In Paris he fell in with artists of the Surrealist movement: “I buried myself with electrometers and graduated cylinders during the morning and spent my nights in bars with the delirious surrealists.” But his daytime work left him feeling “empty” and, after a further spell as a researcher at the Massachusetts Institute of Technology, he decided to quit Physics. “War was approaching, a war in which science was going to be the instrument of mechanised slaughter.” He decided he could have more influence as a writer.
Over subsequent decades “el Maestro”, as his compatriots came to refer to him, wrote thousands of influential essays, short stories and magazine articles. But he published only three novels. Those were enough, though, to win him the Cervantes Prize, the most coveted award among Spanish-language writers, in 1984. His lack of published output, he explained, was because he had a tendency to burn in the afternoon what he had written in the morning – it was not that he was making a point of “being existentialist”. He suffered from depression – nothing really mattered, good or bad. “It may be because I considered that all my work was imperfect, impure, and I found that fire was purifying,” he once said.
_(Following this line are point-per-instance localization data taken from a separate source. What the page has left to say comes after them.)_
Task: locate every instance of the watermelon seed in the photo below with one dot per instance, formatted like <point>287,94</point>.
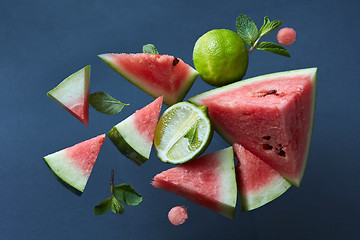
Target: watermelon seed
<point>176,61</point>
<point>266,137</point>
<point>279,151</point>
<point>267,146</point>
<point>269,92</point>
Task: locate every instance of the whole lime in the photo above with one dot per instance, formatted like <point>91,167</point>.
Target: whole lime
<point>221,57</point>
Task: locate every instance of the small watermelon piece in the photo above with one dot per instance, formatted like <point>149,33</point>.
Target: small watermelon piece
<point>270,115</point>
<point>134,136</point>
<point>72,166</point>
<point>157,75</point>
<point>257,182</point>
<point>73,93</point>
<point>208,181</point>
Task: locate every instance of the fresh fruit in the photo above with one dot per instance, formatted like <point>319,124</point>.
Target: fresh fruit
<point>270,115</point>
<point>177,215</point>
<point>208,181</point>
<point>72,94</point>
<point>157,75</point>
<point>257,182</point>
<point>183,133</point>
<point>221,57</point>
<point>72,166</point>
<point>134,136</point>
<point>286,36</point>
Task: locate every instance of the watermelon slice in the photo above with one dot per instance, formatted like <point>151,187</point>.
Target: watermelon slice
<point>157,75</point>
<point>270,115</point>
<point>73,93</point>
<point>134,136</point>
<point>72,166</point>
<point>257,182</point>
<point>208,181</point>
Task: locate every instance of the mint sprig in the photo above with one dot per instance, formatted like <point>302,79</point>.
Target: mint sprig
<point>120,193</point>
<point>247,30</point>
<point>104,103</point>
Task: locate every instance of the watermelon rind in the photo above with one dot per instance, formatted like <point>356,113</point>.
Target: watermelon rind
<point>312,72</point>
<point>267,194</point>
<point>169,99</point>
<point>66,170</point>
<point>190,183</point>
<point>125,148</point>
<point>69,89</point>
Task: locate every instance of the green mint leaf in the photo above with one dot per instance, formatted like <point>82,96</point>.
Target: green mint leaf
<point>247,29</point>
<point>103,207</point>
<point>105,103</point>
<point>266,22</point>
<point>268,26</point>
<point>192,134</point>
<point>127,194</point>
<point>116,206</point>
<point>150,48</point>
<point>273,48</point>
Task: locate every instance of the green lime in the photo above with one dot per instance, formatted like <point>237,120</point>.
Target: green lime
<point>221,57</point>
<point>183,133</point>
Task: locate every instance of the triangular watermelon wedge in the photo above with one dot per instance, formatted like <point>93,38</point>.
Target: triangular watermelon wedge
<point>257,182</point>
<point>72,166</point>
<point>208,181</point>
<point>157,75</point>
<point>73,93</point>
<point>270,115</point>
<point>134,136</point>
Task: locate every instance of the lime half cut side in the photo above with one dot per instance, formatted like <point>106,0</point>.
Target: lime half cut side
<point>183,133</point>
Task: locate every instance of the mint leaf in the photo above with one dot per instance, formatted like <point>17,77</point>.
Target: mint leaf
<point>116,206</point>
<point>127,194</point>
<point>192,134</point>
<point>247,29</point>
<point>266,22</point>
<point>104,103</point>
<point>268,26</point>
<point>273,48</point>
<point>103,207</point>
<point>150,48</point>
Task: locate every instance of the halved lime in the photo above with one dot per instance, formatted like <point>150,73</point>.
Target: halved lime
<point>183,133</point>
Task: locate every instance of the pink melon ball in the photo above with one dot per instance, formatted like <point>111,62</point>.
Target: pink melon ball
<point>177,215</point>
<point>286,36</point>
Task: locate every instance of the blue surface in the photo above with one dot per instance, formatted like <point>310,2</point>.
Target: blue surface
<point>42,42</point>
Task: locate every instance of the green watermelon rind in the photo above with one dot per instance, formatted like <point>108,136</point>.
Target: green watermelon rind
<point>58,88</point>
<point>168,99</point>
<point>268,193</point>
<point>124,147</point>
<point>63,182</point>
<point>306,71</point>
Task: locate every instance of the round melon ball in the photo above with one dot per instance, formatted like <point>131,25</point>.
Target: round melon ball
<point>177,215</point>
<point>286,36</point>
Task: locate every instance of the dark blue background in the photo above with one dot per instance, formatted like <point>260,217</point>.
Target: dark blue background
<point>42,42</point>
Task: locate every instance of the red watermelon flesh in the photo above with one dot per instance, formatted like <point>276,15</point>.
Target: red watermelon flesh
<point>257,182</point>
<point>208,181</point>
<point>72,166</point>
<point>157,75</point>
<point>271,116</point>
<point>134,136</point>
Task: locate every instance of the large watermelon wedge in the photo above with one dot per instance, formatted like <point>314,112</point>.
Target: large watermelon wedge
<point>73,93</point>
<point>157,75</point>
<point>208,181</point>
<point>257,182</point>
<point>134,136</point>
<point>270,115</point>
<point>72,166</point>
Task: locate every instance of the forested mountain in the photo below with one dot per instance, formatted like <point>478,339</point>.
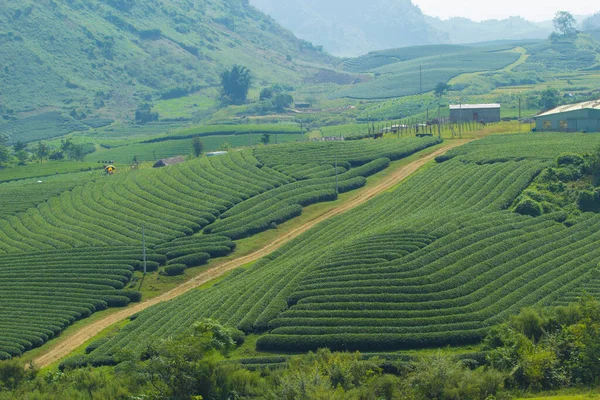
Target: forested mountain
<point>463,30</point>
<point>354,27</point>
<point>106,56</point>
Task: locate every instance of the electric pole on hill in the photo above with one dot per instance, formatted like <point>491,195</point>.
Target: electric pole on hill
<point>144,246</point>
<point>337,189</point>
<point>519,112</point>
<point>420,79</point>
<point>439,122</point>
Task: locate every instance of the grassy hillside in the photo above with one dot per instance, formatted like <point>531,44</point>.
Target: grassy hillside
<point>436,261</point>
<point>351,28</point>
<point>76,251</point>
<point>80,60</point>
<point>398,72</point>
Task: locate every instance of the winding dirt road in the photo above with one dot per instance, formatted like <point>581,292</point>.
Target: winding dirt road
<point>89,331</point>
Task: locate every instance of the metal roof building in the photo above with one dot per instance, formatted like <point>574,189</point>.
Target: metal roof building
<point>580,117</point>
<point>475,112</point>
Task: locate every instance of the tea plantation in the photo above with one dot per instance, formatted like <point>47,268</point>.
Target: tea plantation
<point>74,252</point>
<point>435,262</point>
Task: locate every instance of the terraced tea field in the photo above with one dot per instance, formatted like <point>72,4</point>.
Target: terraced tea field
<point>397,72</point>
<point>436,261</point>
<point>78,249</point>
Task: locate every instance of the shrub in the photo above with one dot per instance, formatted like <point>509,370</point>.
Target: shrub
<point>529,207</point>
<point>117,301</point>
<point>570,159</point>
<point>133,295</point>
<point>75,362</point>
<point>589,201</point>
<point>173,269</point>
<point>191,260</point>
<point>95,344</point>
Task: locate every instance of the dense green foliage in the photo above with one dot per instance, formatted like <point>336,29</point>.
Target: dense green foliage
<point>437,261</point>
<point>397,73</point>
<point>99,60</point>
<point>191,366</point>
<point>78,248</point>
<point>20,195</point>
<point>43,293</point>
<point>548,348</point>
<point>537,349</point>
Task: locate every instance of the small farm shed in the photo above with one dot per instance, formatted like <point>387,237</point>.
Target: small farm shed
<point>580,117</point>
<point>165,162</point>
<point>215,153</point>
<point>475,112</point>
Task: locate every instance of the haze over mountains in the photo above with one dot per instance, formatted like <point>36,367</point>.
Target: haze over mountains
<point>104,57</point>
<point>355,27</point>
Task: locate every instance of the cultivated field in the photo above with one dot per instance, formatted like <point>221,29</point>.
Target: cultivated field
<point>78,249</point>
<point>436,261</point>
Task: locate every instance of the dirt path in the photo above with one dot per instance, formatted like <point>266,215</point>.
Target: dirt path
<point>89,331</point>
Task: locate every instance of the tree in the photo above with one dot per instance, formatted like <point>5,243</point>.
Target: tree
<point>144,114</point>
<point>265,138</point>
<point>440,89</point>
<point>23,156</point>
<point>564,23</point>
<point>282,100</point>
<point>235,84</point>
<point>266,94</point>
<point>73,151</point>
<point>197,146</point>
<point>189,366</point>
<point>19,146</point>
<point>550,98</point>
<point>4,154</point>
<point>42,151</point>
<point>592,23</point>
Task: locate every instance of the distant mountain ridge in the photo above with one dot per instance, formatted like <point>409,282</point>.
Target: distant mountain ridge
<point>105,57</point>
<point>355,27</point>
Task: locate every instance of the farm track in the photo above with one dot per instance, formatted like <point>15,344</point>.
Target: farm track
<point>89,331</point>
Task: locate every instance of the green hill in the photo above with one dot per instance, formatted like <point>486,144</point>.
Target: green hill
<point>61,61</point>
<point>436,261</point>
<point>75,252</point>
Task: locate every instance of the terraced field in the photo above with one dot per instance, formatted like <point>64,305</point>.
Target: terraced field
<point>436,261</point>
<point>397,72</point>
<point>78,249</point>
<point>20,195</point>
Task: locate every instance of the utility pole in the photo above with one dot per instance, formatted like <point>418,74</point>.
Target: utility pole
<point>439,122</point>
<point>519,112</point>
<point>420,79</point>
<point>460,119</point>
<point>144,246</point>
<point>301,127</point>
<point>337,189</point>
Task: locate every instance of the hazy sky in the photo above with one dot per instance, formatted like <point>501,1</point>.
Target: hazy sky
<point>478,10</point>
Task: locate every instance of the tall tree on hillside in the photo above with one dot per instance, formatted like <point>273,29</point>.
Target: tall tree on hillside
<point>4,154</point>
<point>440,89</point>
<point>235,84</point>
<point>564,23</point>
<point>550,98</point>
<point>42,151</point>
<point>197,146</point>
<point>592,23</point>
<point>265,138</point>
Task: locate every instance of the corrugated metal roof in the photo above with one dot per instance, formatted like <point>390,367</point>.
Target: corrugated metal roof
<point>473,106</point>
<point>593,105</point>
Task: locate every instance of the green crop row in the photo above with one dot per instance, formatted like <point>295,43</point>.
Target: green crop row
<point>75,253</point>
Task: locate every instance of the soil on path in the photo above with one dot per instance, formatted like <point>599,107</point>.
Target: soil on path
<point>89,331</point>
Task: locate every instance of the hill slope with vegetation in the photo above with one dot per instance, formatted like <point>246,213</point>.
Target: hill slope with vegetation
<point>437,261</point>
<point>99,60</point>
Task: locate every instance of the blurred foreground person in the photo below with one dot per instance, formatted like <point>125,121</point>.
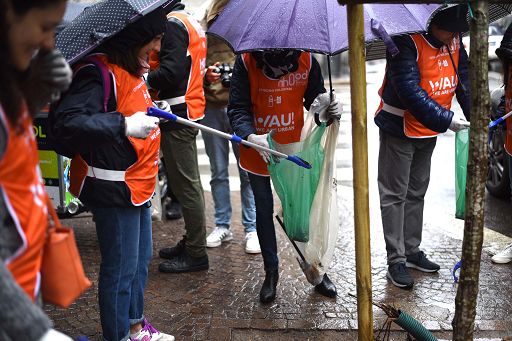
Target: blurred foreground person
<point>31,74</point>
<point>114,169</point>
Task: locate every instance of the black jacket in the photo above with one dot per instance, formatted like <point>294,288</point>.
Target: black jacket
<point>80,123</point>
<point>240,104</point>
<point>402,73</point>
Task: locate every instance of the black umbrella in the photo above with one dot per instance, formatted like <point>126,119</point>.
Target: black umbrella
<point>100,21</point>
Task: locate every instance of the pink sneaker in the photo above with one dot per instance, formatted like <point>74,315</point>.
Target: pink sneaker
<point>149,333</point>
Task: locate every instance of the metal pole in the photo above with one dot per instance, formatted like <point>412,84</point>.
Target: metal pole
<point>360,165</point>
<point>467,293</point>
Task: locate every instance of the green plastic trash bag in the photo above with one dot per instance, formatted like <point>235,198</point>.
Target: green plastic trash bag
<point>461,163</point>
<point>296,186</point>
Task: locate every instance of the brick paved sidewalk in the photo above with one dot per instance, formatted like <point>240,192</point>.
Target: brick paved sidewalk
<point>222,303</point>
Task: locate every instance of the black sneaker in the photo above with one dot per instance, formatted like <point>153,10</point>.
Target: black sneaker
<point>399,276</point>
<point>420,261</point>
<point>173,251</point>
<point>184,263</point>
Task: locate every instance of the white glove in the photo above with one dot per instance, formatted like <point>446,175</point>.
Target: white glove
<point>140,125</point>
<point>52,70</point>
<point>326,108</point>
<point>53,335</point>
<point>458,123</point>
<point>163,105</point>
<point>334,110</point>
<point>261,140</point>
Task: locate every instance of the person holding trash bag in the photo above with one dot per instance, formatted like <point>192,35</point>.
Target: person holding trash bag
<point>115,167</point>
<point>32,72</point>
<point>416,94</point>
<point>179,82</point>
<point>504,52</point>
<point>268,92</point>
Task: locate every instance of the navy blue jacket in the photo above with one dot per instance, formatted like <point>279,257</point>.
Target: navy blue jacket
<point>240,112</point>
<point>402,90</point>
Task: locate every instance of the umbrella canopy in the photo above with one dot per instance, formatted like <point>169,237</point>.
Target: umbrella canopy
<point>100,21</point>
<point>313,25</point>
<point>320,25</point>
<point>73,9</point>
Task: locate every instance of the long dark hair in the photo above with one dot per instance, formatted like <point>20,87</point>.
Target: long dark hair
<point>127,59</point>
<point>12,84</point>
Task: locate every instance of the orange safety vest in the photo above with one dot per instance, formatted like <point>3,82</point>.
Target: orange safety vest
<point>276,104</point>
<point>437,77</point>
<point>194,96</point>
<point>508,108</point>
<point>25,197</point>
<point>131,96</point>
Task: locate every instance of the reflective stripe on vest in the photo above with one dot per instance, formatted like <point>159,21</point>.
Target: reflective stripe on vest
<point>508,108</point>
<point>194,96</point>
<point>437,77</point>
<point>140,177</point>
<point>25,197</point>
<point>276,104</point>
<point>105,174</point>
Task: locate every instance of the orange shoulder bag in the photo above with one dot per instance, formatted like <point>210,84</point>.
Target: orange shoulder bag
<point>62,275</point>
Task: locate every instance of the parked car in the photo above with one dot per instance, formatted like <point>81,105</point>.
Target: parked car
<point>495,37</point>
<point>498,181</point>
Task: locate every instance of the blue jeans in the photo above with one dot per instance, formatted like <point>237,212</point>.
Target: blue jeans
<point>509,168</point>
<point>217,149</point>
<point>265,220</point>
<point>124,235</point>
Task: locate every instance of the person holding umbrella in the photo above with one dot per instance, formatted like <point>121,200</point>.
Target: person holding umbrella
<point>32,72</point>
<point>115,165</point>
<point>504,52</point>
<point>268,92</point>
<point>417,93</point>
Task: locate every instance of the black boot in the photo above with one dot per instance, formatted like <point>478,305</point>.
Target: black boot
<point>173,210</point>
<point>268,289</point>
<point>184,263</point>
<point>173,251</point>
<point>326,287</point>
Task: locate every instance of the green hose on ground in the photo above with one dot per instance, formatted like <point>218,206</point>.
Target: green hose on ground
<point>416,329</point>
It was Sábato’s first novel, El Túnel (The Tunnel, 1948), that brought him to the attention of writers such as Camus and Sartre. A dark, psychological novel relating the confessions of a painter, Juan Pablo Castel, who has murdered the only woman who ever understood him, it is considered a existentialist classic. Camus praised its “arid intensity” and ensured that it was published in French, while it has recently been republished by Penguin Modern Classics. His later books, Of Heroes and Tombs (1962) and The Angel of Darkness (1974), put him on a par, in the eyes of Spanish-language critics, with his compatriot Jorge Luis Borges, although the latter would gain more international fame. The great Chilean poet Pablo Neruda once said: “Sábato’s writing shows greater vitality and imagination that anything since the great Russian novels of the 19th century.”
In 1987 France recognised Sábato’s work by appointing him a Commander of the Légion d’honneur.
Ernesto Sábato’s wife, Matilde (née Kusminsky-Richter), whom he married in 1936, died in 1998. His eldest son, Jorge, died in a road accident in 1995. He is survived by his younger son, Mario, a well-known filmmaker, and his companion of several years, Elvira González Fraga.